Décrit à tord dans l’inventaire du musée comme un paysage “satyrique”, c’est un dessin empli de symboles et de représentations qui relèvent d’une vision apocalyptique de la fin du monde, au sens religieux du terme. Il fait également allusion à l’une des deux grands conflits mondiaux du 20siècle qui inspira tant d’artistes.

  • L’aspect apocalyptique est présent par la figure du Christ crucifié, ici mis à mal car au sol, comme abandonné. Au centre au premier plan, un homme ailé – La mort – aiguise sa faux sur une meule graissée avec le sang que lui verse un cadavre squelettique à l’aide d’une amphore. Ce sang forme un ruisseau d’où semble émerger un corps depuis son tombeau. À l’arrière-plan, le diable observe la Mort, tandis que derrière lui un Veau d’or domine la scène.
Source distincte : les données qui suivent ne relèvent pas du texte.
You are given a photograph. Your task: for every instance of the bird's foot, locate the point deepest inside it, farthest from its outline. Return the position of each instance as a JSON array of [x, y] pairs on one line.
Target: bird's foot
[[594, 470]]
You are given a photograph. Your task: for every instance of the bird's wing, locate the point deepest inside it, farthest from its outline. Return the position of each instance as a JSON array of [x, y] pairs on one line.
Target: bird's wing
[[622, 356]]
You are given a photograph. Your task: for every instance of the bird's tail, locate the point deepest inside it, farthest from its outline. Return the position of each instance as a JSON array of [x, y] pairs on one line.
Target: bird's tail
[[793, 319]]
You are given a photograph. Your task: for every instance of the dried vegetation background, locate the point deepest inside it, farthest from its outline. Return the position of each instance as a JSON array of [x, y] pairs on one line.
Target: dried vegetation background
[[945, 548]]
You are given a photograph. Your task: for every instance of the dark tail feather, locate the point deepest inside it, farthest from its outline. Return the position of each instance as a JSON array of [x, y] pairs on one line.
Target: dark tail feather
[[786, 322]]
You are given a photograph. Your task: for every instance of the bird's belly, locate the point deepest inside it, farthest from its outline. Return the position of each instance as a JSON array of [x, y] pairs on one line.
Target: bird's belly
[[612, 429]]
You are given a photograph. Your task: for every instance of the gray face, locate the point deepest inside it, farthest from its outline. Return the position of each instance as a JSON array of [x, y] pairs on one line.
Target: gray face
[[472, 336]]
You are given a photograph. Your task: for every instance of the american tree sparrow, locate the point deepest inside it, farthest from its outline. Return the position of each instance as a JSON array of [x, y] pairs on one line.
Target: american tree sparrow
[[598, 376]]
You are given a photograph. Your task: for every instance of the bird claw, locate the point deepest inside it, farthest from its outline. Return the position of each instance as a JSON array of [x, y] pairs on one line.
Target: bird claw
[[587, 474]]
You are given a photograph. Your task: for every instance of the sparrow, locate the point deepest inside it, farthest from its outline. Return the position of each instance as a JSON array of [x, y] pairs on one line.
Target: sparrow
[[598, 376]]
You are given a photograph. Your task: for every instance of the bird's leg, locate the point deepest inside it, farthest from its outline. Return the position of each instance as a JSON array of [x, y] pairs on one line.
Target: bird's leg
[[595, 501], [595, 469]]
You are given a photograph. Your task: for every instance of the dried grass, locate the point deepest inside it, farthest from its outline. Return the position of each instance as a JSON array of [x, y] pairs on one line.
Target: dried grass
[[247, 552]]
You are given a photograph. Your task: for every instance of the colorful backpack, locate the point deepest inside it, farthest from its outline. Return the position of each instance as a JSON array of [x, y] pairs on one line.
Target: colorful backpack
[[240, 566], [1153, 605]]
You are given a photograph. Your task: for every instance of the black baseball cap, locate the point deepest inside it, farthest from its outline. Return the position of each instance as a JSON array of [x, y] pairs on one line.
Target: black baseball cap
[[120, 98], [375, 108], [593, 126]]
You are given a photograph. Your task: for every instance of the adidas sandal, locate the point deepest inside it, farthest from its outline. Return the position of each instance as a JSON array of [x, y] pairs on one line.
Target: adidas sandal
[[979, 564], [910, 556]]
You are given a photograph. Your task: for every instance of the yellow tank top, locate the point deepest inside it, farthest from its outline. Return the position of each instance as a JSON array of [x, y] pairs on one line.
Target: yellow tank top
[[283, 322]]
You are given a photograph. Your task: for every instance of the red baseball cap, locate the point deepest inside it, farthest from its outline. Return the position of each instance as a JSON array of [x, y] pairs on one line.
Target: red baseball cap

  • Repartant du Veau d’or, deux personnages se tiennent près ce dernier : devant lui, comme en majesté, ce qui semble être une figure de grand bourgeois ou de grand patron et en plus petit, sur la droite un personnage tenant faucille et marteau, allégorie du communisme. Ces deux figures s’inscrivent dans toute une représentation politisée du conflit armée. Sans connaissance précise de la date du dessin et en l’absence de symboles nazis, il est possible de penser qu’il s’agit là d’une dénonciation de l’horreur de la Première Guerre mondiale avec ses champs de bataille jonchés de morts, ses soldats et ses machines de guerre (chars d’assaut et canons).